Jawaharlal Nehru, Queen Elizabeth II and Nikita Khruschev are among those who have dined at Koshy's.

==History==
Koshy’s started off as a bakery in 1940, set up by P.O. Koshy, a Syrian Christian from Kerala. In 1952, the restaurant was built next to the bakery. After the death of P.O. Koshy, his sons took over the establishment. Since the 1990s, third generation Koshys, Prem and Santosh, have managed the eatery.

The colonial-era restaurant has maintained its old-world decor which is a draw for its clientele. The interior consists of wooden chairs, tables, creaky fans, antique mirrors and shuttered windows.

Koshy's regulars include journalists, writers, literati and intellectuals.

Gundu Rao, erstwhile Chief Minister of Karnataka, once described Koshy's to Prem Koshy as follows.

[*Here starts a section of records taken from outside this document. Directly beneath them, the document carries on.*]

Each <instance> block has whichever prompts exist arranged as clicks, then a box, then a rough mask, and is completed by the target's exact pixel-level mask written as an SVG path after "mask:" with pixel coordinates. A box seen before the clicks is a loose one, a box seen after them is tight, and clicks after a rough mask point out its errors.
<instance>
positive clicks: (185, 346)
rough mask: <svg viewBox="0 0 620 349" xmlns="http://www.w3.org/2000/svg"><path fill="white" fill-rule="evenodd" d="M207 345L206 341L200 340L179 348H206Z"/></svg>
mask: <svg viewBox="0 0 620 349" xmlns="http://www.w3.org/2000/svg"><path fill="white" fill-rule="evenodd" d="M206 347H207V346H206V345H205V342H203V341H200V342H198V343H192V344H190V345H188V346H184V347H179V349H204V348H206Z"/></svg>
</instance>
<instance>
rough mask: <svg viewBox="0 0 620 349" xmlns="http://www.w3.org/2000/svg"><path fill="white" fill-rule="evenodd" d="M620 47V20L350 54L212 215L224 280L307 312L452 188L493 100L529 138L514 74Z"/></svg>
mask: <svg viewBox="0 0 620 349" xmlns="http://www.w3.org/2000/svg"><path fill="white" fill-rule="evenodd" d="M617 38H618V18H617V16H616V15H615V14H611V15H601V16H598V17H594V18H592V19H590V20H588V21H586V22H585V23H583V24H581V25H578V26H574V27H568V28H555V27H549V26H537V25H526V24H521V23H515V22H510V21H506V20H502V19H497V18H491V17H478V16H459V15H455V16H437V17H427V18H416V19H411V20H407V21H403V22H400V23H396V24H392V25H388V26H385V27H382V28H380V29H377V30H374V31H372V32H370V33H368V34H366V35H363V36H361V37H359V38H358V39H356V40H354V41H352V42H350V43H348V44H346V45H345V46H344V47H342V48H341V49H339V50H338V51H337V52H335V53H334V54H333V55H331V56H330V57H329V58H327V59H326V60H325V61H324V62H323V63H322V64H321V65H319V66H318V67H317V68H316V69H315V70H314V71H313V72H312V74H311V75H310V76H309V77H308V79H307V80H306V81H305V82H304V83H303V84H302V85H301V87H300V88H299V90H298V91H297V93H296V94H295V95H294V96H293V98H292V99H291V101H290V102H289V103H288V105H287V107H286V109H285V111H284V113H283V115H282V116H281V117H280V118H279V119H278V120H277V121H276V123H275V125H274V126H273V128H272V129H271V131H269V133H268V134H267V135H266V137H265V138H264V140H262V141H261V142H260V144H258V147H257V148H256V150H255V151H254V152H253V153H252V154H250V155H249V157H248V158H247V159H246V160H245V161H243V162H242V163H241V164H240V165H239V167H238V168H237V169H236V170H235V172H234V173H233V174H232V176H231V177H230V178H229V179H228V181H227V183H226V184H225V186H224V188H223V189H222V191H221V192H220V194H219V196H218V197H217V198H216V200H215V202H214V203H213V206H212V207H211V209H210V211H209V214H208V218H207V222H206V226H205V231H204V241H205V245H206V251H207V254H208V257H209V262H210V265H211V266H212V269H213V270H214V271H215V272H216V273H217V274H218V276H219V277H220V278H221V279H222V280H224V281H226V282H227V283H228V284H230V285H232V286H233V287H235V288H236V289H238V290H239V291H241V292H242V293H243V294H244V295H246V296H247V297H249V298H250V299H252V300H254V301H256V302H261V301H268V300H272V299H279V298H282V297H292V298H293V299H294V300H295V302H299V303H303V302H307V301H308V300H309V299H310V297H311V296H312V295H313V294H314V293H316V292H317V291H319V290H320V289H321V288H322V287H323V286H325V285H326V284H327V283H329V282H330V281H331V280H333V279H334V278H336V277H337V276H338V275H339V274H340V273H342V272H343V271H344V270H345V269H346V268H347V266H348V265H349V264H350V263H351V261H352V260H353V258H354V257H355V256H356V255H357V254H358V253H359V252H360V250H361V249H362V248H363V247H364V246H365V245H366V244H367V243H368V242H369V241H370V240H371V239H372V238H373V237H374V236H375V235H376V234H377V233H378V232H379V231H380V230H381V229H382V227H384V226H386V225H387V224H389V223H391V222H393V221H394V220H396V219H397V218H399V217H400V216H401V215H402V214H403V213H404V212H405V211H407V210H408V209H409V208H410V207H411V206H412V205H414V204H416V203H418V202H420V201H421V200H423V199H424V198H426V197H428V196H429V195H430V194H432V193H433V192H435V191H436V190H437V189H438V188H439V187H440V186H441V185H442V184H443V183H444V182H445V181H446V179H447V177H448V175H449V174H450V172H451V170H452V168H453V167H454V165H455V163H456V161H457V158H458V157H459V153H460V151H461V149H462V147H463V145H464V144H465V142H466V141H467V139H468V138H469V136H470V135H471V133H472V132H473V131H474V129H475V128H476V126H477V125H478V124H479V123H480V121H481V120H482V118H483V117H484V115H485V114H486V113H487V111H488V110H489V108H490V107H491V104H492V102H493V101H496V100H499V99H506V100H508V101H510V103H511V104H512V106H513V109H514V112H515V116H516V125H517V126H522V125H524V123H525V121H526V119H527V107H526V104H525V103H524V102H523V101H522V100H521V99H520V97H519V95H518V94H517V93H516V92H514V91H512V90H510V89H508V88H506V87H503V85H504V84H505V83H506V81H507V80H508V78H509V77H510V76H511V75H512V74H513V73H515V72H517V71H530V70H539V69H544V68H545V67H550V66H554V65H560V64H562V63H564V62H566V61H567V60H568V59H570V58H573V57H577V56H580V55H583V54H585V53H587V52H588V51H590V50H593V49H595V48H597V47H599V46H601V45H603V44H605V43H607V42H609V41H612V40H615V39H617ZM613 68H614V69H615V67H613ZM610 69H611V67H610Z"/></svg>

“I have met your grandfather and father and seen you as a kid. I have travelled across the globe looking for peace and quiet and this is the only place I find it.”

Ramachandra Guha — historian, environmentalist, writer and public intellectual — has described Koshy's as follows.

"As one grows older one has fewer wishes and hopes for oneself. One of mine is this; that I may die before my favourite café does. I can probably (just about) live without music, cricket, and even books, but life without Parade’s is impossible to contemplate."

==Food==

Koshy’s menu has about thousand dishes. They include roast chicken, Kerala pork, fish biryani, cutlets, chicken puffs, steak, apam and stew, and potato smileys (french fries shaped like smiling faces). Koshy's also serves filter coffee and Danish pastries.